Today's walk, when it's completed (notice I said when, not if), will mark the end of seven weeks of taking a long (at least three miles) walk every day. From October 1 to October 27, I lost a total of 1.5 pounds. Since then?

Nada. Zip. Zilch. Nothing!

The goal, when I began this project (and isn't losing weight always a project?), was, in October, to walk three miles a day and to walk a total of 100 miles for the month. For this month, the goal is to walk four miles a day and to increase the monthly total to 125 miles.

I'm eating moderate portions of healthful, made-from-scratch food. Lots of vegetables. Grass-fed beef. Nothing Almost nothing packaged or processed. No fast food. The "bad" foods I consume are a shot of non-dairy sugar-free hazelnut creamer (15 calories) in my coffee once in a while and a Tootsie Pop (45 calories) every other day or so.

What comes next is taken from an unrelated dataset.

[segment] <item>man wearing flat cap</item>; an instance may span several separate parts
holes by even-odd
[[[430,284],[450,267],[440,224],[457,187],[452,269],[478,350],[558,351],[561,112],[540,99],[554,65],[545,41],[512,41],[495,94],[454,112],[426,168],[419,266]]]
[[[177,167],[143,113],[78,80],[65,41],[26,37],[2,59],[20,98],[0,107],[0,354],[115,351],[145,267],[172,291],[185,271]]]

I track my calories a couple days a week, but not every day. I would estimate my daily caloric intake at 1200 to 1400.

Some of you would say that's too many, while others would say that's not enough. Like Goldilocks, I'd like to think it's just right: I'm hungry at mealtime, satisfied when I've eaten my single-serving meals and I'm not thinking about food All. The. Time.

According to this website (there are many others out there, I picked this one randomly from Google's list of suggested sites), I need to eat 2250 calories per day to maintain my current weight. To maintain my goal weight, I need to drop it to 1950. Since I'm eating far fewer calories than that generous number, clearly I should be losing more than two-tenths of a pound a week.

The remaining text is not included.